The above example is taken from a paper by Junyong In and Sangseok Lee where they research how data presentation can present and distort information.
We can see from that example that cause of death A between the two charts looks very different. In fact, to me, A and B look quite similar in the 3D graph!
Solution
I would argue that there are not many cases out there where a 3D graph would be more informative than a 2D graph with the same number of axes.
Don’t use 3D graphs!
In general, I would advise you to prevent using 3D graphs as it is too easy to fall into its distortion trap.
4. Improper scaling
To make visualizations more visually appealing, some tend to use images and pictograms in their charts. Although this can enhance the graph there is a real chance of creating a misleading graph!
The issue with pictograms can be found in their relative sizes. Let’s say you have two values, 100 and 300, and you want to visualize them using pictograms as bars.
If you were to scale them uniformly it creates a perceptually misleading comparison. Typically, people tend to interpret the area of the pictogram and not only their height.
The figure above shows how resizing a pictogram could lead to a misleading graph. By matching the height to the value you actually square the difference thereby exaggerating the larger pictogram.
Solution
The solution is rather straightforward. Instead of making people focus on the area of the pictogram make them focus on the height instead. You can achieve this by stacking the pictograms instead of resizing the area.
5. Cherry picking
One of the most troubling methods for creating misleading charts is cherry picking. Cherry picking is the act of selectively picking out the evidence that supports your point of view while disregarding data that does not.
When you expect certain things from the data it is surprisingly easy to fall into this trap. Unfortunately, there are those that are knowingly cherry picking the data that suits them best.
For example, the figure below shows the global temperature from 1997 until 2012. The intention of this graph is to invalidate claims that global temperatures are rising.

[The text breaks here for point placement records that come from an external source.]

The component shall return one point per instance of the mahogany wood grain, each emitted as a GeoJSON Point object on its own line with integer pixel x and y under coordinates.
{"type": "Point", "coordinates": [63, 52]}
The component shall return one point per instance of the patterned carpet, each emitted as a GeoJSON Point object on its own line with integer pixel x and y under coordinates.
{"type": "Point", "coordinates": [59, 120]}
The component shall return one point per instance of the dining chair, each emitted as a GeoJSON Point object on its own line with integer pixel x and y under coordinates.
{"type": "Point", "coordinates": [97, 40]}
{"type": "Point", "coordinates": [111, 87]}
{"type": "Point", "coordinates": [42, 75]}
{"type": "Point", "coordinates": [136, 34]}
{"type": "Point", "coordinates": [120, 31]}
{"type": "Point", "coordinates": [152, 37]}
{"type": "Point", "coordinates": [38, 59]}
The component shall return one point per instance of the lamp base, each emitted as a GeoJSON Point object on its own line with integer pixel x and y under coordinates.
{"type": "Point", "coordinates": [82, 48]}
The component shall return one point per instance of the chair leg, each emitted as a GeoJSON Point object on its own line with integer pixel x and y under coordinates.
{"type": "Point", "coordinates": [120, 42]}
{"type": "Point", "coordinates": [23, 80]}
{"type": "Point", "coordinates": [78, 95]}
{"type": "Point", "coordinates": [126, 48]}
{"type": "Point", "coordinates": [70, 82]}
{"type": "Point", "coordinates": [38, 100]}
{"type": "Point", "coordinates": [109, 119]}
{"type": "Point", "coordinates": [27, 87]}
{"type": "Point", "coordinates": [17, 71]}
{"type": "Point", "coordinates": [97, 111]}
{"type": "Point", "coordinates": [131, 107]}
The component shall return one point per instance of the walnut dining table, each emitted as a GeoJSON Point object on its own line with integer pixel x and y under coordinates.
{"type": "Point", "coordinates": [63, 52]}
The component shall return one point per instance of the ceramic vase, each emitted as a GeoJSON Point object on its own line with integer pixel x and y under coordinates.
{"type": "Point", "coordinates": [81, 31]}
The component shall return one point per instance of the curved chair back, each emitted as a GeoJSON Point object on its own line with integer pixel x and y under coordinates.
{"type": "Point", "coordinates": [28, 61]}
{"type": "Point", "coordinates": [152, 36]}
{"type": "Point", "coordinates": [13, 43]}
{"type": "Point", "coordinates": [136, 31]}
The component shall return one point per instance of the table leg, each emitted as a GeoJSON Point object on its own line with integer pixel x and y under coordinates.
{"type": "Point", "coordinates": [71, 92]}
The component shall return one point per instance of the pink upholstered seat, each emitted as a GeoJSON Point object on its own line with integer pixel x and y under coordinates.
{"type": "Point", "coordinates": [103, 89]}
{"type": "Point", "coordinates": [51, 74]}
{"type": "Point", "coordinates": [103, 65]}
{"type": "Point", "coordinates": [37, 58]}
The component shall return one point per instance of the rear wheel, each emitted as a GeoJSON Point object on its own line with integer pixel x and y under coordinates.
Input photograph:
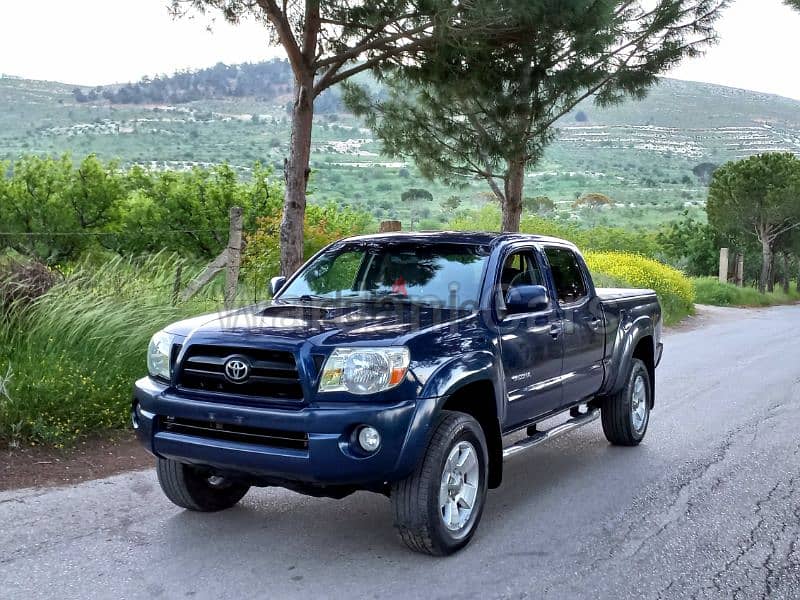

Indeed, from the graph, it seems that temperature has been stable for a few years. However, this graph is highly misleading!
The graph cherry picked the 15 years that validate their claims while ignoring anything that happened up to that point.
If you were to add all average temperatures from 1900 until 2012 you will see a much different view as illustrated in the image above.
You can see that if you were to select a small portion of the data you can easily mislead your audience.
Solution
It is important that you ask yourself the following:
“What data am I not seeing?”
Answering that question could help you in preventing creating a graph that only presents a single biased perspective of the data.